Après une carrière riche de 30 ans dans l'enseignement, Athoumane Ahmed, professeur d'anglais et d'espagnol, vient de prendre sa retraite. Pour cet enseignant passionné, ce métier reste noble et profondément émouvant, notamment lors des proclamations des résultats d'examens.
Né à Singani en 1959, Athoumane Ahmed a débuté son parcours dans l'enseignement des langues en 1994. Après des études primaires dans sa ville natale, il a poursuivi ses études secondaires au Lycée Saïd Mohamed Cheikh de Moroni. Diplômé de baccalauréat, il a accompli son service national avant de s'envoler pour le Kenya, puis le Cameroun. À son retour aux Comores en 1993, il commence à enseigner l'espagnol, sa première passion. « C’est par l’espagnol que j’ai commencé à enseigner, en 1994, à l’école privée Mutuelle. En 1997, j’ai ajouté l’anglais à mon enseignement, au lycée de Mbeni », confie-t-il.

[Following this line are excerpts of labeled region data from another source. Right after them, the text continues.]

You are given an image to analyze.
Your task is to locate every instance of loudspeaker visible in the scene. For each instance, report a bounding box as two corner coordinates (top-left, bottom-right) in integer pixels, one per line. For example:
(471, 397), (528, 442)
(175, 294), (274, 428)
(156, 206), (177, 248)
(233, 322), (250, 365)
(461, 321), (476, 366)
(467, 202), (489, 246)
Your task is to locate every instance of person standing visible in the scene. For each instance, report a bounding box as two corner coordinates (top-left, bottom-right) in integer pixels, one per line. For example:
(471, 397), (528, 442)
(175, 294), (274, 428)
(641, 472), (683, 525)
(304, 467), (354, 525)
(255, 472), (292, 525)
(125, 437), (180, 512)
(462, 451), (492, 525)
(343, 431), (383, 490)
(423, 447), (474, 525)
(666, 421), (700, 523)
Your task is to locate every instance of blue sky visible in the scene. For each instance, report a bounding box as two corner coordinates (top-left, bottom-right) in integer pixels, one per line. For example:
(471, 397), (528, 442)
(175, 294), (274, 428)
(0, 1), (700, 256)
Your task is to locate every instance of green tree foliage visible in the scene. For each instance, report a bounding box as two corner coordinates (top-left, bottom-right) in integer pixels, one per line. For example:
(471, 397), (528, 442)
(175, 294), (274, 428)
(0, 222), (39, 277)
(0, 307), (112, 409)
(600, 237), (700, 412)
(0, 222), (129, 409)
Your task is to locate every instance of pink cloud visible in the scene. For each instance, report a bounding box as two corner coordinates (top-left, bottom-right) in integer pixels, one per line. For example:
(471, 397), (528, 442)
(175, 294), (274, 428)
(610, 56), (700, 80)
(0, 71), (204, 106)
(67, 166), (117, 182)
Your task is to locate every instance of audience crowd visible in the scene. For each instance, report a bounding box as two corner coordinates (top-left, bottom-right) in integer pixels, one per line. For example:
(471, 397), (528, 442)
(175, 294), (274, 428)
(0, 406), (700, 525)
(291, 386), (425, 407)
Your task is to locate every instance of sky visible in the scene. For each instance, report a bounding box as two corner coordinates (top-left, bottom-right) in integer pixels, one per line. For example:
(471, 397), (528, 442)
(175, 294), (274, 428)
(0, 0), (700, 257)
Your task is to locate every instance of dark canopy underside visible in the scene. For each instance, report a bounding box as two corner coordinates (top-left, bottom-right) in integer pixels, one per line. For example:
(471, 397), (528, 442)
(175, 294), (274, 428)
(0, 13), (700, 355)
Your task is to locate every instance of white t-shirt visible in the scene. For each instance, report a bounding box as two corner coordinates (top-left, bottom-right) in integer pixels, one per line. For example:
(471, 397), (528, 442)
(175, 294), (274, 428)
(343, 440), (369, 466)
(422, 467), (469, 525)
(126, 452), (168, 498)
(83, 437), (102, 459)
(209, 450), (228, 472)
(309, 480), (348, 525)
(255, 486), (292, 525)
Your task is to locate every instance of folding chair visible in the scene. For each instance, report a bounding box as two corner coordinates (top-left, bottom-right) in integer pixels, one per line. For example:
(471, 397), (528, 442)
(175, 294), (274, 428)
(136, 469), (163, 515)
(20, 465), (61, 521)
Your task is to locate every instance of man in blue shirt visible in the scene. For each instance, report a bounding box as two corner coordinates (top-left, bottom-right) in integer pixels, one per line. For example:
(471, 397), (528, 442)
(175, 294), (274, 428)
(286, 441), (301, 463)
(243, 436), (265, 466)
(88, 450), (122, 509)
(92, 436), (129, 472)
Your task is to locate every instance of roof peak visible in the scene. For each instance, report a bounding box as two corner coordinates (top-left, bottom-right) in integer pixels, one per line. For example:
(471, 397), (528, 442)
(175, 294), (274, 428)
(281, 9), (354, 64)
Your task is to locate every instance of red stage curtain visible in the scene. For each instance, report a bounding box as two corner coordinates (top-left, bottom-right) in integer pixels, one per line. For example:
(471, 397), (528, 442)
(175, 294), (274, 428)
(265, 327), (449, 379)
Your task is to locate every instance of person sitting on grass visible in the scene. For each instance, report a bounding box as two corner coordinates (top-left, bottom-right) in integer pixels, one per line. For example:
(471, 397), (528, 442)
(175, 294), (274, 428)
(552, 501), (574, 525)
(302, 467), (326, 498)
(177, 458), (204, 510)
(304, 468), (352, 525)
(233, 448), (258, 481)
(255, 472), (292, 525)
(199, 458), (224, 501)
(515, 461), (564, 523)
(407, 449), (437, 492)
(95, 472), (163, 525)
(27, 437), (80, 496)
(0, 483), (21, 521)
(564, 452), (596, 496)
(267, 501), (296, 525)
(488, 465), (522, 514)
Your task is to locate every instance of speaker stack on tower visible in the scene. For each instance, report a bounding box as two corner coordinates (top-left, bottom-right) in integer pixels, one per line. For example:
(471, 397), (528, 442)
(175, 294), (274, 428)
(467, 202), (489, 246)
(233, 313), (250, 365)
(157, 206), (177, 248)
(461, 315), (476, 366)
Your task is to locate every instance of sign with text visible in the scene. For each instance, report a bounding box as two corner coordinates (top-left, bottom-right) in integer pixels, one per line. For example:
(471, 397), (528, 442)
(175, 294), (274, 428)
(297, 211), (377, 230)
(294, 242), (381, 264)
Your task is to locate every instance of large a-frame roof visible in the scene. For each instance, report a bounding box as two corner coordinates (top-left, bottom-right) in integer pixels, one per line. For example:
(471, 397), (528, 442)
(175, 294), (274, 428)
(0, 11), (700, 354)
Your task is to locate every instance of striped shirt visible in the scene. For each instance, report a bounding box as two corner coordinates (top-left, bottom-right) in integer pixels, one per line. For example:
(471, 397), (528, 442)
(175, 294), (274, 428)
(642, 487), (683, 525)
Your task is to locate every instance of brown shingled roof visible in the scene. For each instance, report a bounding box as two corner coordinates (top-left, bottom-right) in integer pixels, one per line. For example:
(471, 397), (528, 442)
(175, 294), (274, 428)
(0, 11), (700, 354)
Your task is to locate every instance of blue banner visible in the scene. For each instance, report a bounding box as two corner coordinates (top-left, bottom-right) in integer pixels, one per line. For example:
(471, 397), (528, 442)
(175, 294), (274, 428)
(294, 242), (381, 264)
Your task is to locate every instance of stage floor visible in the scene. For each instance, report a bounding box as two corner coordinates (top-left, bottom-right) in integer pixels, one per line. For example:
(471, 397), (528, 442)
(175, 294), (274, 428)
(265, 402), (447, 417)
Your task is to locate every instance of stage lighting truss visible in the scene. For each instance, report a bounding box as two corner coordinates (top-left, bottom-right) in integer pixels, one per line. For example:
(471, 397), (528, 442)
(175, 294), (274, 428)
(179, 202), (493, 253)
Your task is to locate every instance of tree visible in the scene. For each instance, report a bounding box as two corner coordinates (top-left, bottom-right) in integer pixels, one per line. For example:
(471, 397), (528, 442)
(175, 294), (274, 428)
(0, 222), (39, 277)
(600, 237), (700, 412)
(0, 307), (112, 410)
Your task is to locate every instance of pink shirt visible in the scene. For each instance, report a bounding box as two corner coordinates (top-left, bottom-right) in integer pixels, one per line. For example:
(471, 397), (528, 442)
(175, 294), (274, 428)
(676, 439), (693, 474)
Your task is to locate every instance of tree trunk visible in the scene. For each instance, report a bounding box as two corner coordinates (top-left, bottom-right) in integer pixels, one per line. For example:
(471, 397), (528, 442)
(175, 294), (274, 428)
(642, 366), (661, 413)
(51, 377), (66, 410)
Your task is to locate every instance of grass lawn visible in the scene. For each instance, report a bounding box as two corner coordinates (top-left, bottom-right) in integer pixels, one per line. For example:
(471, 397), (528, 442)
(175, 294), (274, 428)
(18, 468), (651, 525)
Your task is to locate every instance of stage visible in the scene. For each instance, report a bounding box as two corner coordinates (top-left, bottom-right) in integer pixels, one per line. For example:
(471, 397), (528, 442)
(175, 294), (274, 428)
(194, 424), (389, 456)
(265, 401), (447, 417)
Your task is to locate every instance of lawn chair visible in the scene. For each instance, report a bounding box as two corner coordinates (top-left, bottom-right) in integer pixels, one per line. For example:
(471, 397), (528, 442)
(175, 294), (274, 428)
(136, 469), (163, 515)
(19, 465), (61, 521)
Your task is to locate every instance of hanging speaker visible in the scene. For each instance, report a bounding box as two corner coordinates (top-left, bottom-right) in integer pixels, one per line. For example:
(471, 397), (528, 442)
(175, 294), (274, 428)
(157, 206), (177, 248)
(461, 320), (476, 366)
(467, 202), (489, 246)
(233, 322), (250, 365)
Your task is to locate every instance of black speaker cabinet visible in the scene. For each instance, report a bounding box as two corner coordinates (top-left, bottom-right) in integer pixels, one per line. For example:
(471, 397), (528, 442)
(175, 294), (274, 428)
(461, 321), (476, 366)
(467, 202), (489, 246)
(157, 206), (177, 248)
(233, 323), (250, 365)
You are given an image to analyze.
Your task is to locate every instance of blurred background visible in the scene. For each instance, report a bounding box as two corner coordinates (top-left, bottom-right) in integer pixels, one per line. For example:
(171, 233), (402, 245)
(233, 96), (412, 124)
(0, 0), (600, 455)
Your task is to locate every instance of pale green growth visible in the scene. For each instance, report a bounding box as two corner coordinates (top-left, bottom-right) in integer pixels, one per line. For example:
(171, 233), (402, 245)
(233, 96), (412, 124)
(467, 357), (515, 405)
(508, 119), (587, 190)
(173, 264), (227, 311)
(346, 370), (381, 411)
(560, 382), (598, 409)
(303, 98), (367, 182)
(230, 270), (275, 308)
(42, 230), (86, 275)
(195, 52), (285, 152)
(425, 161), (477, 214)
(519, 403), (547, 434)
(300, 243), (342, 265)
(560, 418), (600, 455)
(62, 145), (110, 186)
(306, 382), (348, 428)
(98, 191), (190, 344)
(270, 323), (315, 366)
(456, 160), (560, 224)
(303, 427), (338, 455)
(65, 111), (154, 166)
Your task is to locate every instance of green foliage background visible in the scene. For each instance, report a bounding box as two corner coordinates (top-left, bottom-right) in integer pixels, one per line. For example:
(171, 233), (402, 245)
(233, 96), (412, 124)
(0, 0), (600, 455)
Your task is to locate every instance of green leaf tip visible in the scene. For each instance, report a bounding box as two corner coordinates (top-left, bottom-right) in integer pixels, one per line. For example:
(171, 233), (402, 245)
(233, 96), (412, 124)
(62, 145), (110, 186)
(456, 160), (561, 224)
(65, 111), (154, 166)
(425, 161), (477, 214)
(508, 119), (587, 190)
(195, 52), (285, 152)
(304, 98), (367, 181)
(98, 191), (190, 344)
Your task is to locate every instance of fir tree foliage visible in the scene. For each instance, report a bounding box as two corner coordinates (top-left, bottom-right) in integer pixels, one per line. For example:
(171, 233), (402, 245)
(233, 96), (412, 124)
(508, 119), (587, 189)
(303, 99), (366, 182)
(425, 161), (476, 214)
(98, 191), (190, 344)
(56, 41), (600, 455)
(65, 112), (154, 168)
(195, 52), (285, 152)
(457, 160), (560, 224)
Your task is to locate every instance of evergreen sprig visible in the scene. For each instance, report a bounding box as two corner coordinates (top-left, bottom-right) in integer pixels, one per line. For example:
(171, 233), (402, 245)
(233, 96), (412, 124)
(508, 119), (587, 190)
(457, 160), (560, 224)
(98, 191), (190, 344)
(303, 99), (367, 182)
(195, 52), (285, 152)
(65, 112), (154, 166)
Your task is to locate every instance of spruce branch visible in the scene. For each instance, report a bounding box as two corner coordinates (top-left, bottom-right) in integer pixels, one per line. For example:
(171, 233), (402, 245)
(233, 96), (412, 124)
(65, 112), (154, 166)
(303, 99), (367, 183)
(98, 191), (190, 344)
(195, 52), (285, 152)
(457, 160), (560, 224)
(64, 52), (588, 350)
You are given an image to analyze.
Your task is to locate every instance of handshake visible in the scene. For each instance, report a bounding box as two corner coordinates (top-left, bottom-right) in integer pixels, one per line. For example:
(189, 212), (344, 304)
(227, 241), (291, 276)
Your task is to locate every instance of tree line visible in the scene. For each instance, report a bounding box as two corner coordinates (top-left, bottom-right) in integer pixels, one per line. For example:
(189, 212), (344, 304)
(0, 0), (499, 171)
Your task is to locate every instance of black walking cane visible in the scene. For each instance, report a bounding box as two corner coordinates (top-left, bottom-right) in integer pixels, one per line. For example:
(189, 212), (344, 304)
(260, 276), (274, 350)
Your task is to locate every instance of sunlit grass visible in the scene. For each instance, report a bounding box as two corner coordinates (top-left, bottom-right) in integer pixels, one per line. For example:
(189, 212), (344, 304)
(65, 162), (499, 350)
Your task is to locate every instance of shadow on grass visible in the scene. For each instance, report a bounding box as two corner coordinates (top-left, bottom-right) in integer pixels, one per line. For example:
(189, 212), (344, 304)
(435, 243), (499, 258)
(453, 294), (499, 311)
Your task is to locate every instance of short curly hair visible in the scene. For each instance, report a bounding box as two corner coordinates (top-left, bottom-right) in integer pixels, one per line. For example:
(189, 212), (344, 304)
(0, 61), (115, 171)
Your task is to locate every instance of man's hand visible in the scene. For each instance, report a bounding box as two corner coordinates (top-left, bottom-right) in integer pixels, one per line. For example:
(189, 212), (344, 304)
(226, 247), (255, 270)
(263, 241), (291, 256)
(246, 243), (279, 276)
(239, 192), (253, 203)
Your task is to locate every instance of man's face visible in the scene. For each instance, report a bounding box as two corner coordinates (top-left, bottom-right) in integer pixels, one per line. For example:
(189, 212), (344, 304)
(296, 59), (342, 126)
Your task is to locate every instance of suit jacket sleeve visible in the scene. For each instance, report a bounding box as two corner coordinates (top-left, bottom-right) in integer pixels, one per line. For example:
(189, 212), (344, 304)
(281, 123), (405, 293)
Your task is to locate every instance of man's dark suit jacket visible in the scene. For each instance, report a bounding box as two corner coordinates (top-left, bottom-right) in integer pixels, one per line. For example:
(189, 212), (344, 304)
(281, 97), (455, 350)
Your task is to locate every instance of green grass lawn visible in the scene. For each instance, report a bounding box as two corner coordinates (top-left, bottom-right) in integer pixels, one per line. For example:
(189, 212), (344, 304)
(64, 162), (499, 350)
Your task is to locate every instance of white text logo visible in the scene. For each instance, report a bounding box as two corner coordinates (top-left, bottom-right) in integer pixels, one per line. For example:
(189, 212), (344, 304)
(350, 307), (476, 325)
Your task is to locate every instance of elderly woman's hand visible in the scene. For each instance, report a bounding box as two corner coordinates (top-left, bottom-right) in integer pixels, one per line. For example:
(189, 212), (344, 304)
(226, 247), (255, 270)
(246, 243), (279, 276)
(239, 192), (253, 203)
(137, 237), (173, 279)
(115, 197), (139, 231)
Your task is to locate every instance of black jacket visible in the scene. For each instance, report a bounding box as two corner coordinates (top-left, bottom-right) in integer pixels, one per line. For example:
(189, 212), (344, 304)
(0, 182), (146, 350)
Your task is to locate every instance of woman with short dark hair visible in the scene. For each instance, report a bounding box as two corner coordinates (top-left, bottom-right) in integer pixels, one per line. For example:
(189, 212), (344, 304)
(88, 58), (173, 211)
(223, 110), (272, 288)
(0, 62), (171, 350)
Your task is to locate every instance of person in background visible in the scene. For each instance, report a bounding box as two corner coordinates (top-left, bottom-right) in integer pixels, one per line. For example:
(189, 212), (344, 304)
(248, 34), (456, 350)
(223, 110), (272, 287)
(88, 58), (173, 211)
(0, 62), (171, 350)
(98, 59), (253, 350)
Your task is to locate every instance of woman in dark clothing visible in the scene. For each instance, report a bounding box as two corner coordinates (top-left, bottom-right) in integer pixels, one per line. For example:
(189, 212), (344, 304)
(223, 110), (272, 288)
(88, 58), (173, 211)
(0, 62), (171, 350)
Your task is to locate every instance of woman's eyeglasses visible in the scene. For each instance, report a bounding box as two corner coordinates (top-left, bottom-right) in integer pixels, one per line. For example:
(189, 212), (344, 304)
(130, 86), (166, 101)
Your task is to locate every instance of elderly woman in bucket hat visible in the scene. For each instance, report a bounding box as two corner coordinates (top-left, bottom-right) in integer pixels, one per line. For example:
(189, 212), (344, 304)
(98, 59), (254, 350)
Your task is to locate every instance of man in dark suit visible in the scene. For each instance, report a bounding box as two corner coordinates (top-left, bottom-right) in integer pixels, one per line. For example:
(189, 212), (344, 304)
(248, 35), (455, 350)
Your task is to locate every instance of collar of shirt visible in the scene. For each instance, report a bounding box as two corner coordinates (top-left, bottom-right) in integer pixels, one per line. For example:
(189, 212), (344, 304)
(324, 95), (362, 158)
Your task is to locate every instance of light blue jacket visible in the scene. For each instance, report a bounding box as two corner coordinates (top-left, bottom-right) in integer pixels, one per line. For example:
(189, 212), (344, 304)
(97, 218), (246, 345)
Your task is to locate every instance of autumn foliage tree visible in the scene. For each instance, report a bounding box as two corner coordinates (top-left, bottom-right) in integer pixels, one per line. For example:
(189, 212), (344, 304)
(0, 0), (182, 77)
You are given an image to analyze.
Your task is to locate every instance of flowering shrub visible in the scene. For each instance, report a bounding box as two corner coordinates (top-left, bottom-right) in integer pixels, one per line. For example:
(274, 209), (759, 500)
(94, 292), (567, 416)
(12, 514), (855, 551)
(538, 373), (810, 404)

La passion d'Athoumane Ahmed pour les langues remonte à sa jeunesse, influencée par son oncle, feu Soulé Abderemane. « Je le voyais enseigner l'espagnol et l'arabe à ses camarades, ce qui a été un déclic pour moi. C’est à ce moment-là que j’ai décidé de me consacrer aux langues », raconte-t-il. Reconnu comme l’un des meilleurs enseignants de langues dans le pays, Athoumane Ahmed a exercé dans plusieurs établissements prestigieux. Parmi les souvenirs marquants de sa carrière, il évoque l’émotion qui l'accompagne chaque année lors de la proclamation des résultats d'examens, notamment du baccalauréat. « Ce moment est à la fois stressant et gratifiant. On se demande si le travail de toute une année portera ses fruits. Parfois, l’attente est si intense que l’on tremble », explique-t-il.
En 2016, Athoumane Ahmed a vécu une désillusion lorsque l’espagnol a été retiré des épreuves du baccalauréat par le ministère de l’Éducation nationale. « En 2012-2013, nous avions atteint des résultats exceptionnels avec plus de 40% de réussite en espagnol. Mais tout s’est arrêté en 2016, lorsqu’une responsable a décidé d’exclure cette langue des examens nationaux, car elle devenait trop populaire », regrette-t-il. Il insiste sur l’importance des langues dans un pays : « Les langues sont essentielles. Si vous ne pouvez pas en introduire de nouvelles, il ne faut pas réduire celles qui existent. Regardez la Chine, il enseigné gratuitement le chinois chez nous, une initiative remarquable. »
Une retraite tournée vers l’avenir
Aujourd'hui à la retraite, l’ancien professeur du Groupe Scolaire Avenir ne perd pas de vue son ambition de toujours : créer un laboratoire de langues. « Ce projet me trotte dans la tête depuis le 11 septembre 2001. J’avais pris des contacts à l’époque, mais je ne sais pas si ces personnes sont encore là. Mon rêve est de fonder un centre dédié à l’enseignement des langues et de continuer à transmettre ma passion », confie-t-il. Pour Athoumane Ahmed, enseigner n’est pas seulement un métier, c’est aussi une manière de rester jeune. « Être entouré de jeunes nous pousse à rester dynamiques, à penser à l’avenir et même à adopter leur style. C’est une façon de s’immortaliser », conclut-il avec émotion.